托托看到夜独泓的表演,简直惊呆了,“大哥,你这是什么本领啊?你真有本事,这么神奇,这么神奇啊,原来你是这么制作果汁的,真的让我不敢相信啊。你这果汁做的好,做的好啊,但是,你能告诉我,你这是什么招数吗?我怎么看不懂?”
夜独泓低头嘿嘿一笑,他又抬起头看着托托,“你呀,可以说你没有见识,我说你没有见识,你不要生气,人嘛,见得多了就不会遇到什么事情都惊讶,你这是少见多怪。我这是法术,法术你明白吗?我用的是法术,我使的是法术,我是用法术来做果汁呢,很多人靠纯体力劳动来做果汁,很慢的,也很费劲,而有人用机器来做果汁,就比纯体力劳动省事,而我更厉害,是用法术来做果汁,简直神奇死了,不是吗?”
托托连忙点头,“是的,是的,是这样的,你让我开了眼界,你这棚子不应该叫瓜棚,应该叫大观棚,叫我洋洋大观啊。佩服,佩服,我很佩服你的才能,你这法术哪儿学的?叫什么名字?”
夜独泓看着托托,托托一脸的敬服,“我这法术是在兰露国的小山峰学的,名字叫无名术。这法术很厉害,不是吗?”

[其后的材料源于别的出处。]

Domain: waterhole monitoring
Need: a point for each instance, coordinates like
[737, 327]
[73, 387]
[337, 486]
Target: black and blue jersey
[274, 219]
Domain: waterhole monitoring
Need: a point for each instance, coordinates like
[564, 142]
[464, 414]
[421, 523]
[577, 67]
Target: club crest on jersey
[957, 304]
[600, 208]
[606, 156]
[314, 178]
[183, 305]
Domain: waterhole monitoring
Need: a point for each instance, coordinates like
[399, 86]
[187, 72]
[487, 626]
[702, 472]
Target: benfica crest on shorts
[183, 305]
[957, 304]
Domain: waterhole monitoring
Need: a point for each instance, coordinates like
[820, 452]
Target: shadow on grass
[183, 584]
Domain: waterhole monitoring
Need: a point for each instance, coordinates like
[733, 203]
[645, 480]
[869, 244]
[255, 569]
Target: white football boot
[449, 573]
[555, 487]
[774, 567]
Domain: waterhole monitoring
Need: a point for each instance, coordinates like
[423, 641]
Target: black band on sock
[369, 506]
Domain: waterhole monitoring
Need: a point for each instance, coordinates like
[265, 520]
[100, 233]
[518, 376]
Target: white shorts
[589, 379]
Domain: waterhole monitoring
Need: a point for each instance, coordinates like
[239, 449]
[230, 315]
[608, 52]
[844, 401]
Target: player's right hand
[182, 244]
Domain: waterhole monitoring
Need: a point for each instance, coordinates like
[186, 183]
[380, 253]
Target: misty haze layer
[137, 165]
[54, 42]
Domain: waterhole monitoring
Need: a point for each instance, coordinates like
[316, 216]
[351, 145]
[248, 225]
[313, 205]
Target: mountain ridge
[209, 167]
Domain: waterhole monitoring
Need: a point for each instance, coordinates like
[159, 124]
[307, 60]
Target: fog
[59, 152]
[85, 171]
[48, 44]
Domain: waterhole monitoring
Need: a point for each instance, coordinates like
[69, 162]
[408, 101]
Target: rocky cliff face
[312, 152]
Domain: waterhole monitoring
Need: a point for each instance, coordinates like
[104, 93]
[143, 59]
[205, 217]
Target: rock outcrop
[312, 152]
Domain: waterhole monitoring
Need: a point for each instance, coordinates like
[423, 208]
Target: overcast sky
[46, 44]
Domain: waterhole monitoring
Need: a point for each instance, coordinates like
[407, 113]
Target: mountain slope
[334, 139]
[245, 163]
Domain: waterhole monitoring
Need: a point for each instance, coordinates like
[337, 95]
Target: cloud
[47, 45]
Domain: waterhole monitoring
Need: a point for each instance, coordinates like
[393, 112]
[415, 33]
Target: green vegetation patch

托托抬头看着夜独泓,夜独泓满脸的自信,“你说的小山峰,我听过,那可是传说中的地方,那种地方我做梦都不敢去,你竟然去过那里,你居然在那里学过法术,而且是这么厉害的法术,真是了不起,了不起啊,你真的很了不起。”
夜独泓说:“是很了不起,你想学吗?”
托托环顾周围,再次领略了下夜独泓的那些艺术作品,“你是一个神人,我想要学习你的法术,只要您肯教我,我就好好学习,我一定不辜负您对我的期望。我只要学习,就会好好学习,白天学,晚上学,白天晚上学,我一定刻苦努力,我一定好好干。”